Tank Journal - Aquascape ( Latest / Archive )
Tank Journal - Parts and Construction ( Latest / Archive )*


----------



## jpmtotoro (Feb 13, 2003)

james is smart... he invests a lot in his tank. if you can find them cheap like he did, no hurt in trying them out. i dont use them, i don't think many people have tried... but if you can find them cheap, then maybe not a bad idea to try... it is basically one of those mods you can do to your car to get another 7 horses out of it... just a little boost, nothing major really, so you'll have to weigh pros/cons for yourself.

JP

PS i like your signature... i have a habit of pulling plants out to work on the tank and forgetting that they can't stay out of the water for too long.







crispy!


----------



## Jack11 (Mar 30, 2004)

James,
Thanks for the welcome. I did a search last night of previous posts on this topic and read a little of the previous discussions. I have also purchased a cheap set of cables from m3. I don't have them at hand so I am not sure on the AC/DC question. They are probably fairly dangerous at least from what I've read elswhere. I am very electrically challenged so, that doesn't help. I have also heard/read that the cables should be operated with a transformer?? or something to regulate the amount of energy flowing through them (again I'm showing my ignorance here). I've never actually used mine, just trying to get a sense of what y'all thought about the concept. Stays plenty warm here deep in the heart...clap, clap... of Texas! By the way, congrats on your show tank. It really looks great and you have made, IMO, great improvements each iteration. How long have you been at this? You seem to have a bit of plumbing know-how. What type of automated water-changing system do you have going? Thanks again for the replies, good to be here.
Jack

Ah Hah! You're supposed to put the plants IN the water...


----------



## JamesHoftiezer (Feb 2, 2003)

If you have the M3 cables then you have AC cables and then run straight off the household current with no transformer. There are lots of AC cables out there. Dupla makes a good set of 24VDC cables but are way more expensive.

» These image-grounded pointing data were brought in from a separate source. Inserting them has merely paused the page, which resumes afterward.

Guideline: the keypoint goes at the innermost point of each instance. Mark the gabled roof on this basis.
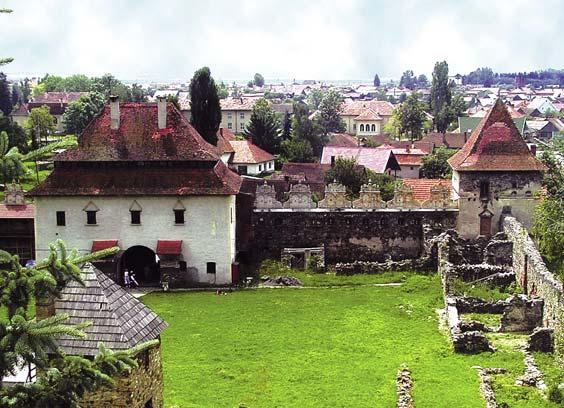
(422, 187)
(118, 319)
(216, 179)
(247, 152)
(495, 145)
(139, 138)
(368, 114)
(378, 160)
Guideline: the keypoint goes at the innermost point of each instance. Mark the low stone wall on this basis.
(535, 279)
(347, 235)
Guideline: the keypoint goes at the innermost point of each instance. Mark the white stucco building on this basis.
(143, 179)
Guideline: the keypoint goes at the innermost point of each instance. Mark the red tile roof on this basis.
(139, 139)
(342, 139)
(247, 152)
(17, 211)
(131, 180)
(169, 247)
(310, 172)
(223, 137)
(103, 244)
(495, 145)
(368, 114)
(378, 160)
(422, 187)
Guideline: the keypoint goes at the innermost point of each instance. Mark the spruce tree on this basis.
(63, 379)
(441, 97)
(264, 129)
(5, 96)
(204, 105)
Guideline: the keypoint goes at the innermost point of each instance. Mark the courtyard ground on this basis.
(323, 347)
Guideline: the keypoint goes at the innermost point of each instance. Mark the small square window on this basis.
(135, 217)
(61, 219)
(179, 216)
(91, 217)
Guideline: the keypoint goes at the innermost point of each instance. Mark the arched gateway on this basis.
(141, 261)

A short in AC cables is unpleasant to say the least. If you use AC cables at the VERY MINIMUM make usre you have a GFCI (Ground Fault Circuit Interpupter) on them. You can wire one easy ($10) or buy one built into an extension cable ($60).

The cables can help revive (supposedly) stale or depleted substrates using convection circulation.

In my opinion go ahead and put the cables in your substrate and worry about it in a year or two. If the substrate starts to go stale (anerobic), plug'em in and see if they work. To add them later would require and entire rebuild of the tank, in which case ehy not just stir up/replace the substrate?

As for the tank, Thank You. All compliments accepted gleefully








IN four days I will have my six month anniversary. I first put water in the tank (my first, no goldfish in my history) november 11th, 2002. You literally can see my whole career in the journal. Each iteration is a lesson learned (or about to be learned).

I got the DIY moderator as a result of that plumbing








I'm an engineer by training and a *******-rigger by upbringing. Add a little anal-retentive and I usually analze everything before I do it and try to come up with the best solution. It works sometimes, but not always.

Water changer is based on overflow tube going to a drain in the floor. Turn on the water and any overflow goes down the drain. Its called a dilution water change as opposed to drain-n-refill. A custom tank with bulkheads makes something like this really easy to do.

*James Hoftiezer

Tank Journal - Aquascape ( Latest / Archive )
Tank Journal - Parts and Construction ( Latest / Archive )*


----------



## Jack11 (Mar 30, 2004)

James,
I see. That explains a lot about the flow of your system. I couldn't, for the life of me, figure how you could have an overflow standpipe with what I believe are two inlets to the filter system in the bottom of the tank. So, how does the water being added during a water change enter. The water here has a general hardness of approx. 13 and a good deal of this is phosphorous. I have been kicking around several ideas on automation for the last couple of years and am trying to gather as much information and as many different techniques, as possible. Would like to possibly pass water from the tap through a R/O or something to purify it, somewhat, before adding into the system. I have seen several links to your journal and pics of your tanks. Is there a page or a link to more detail on your water changing/filtration system?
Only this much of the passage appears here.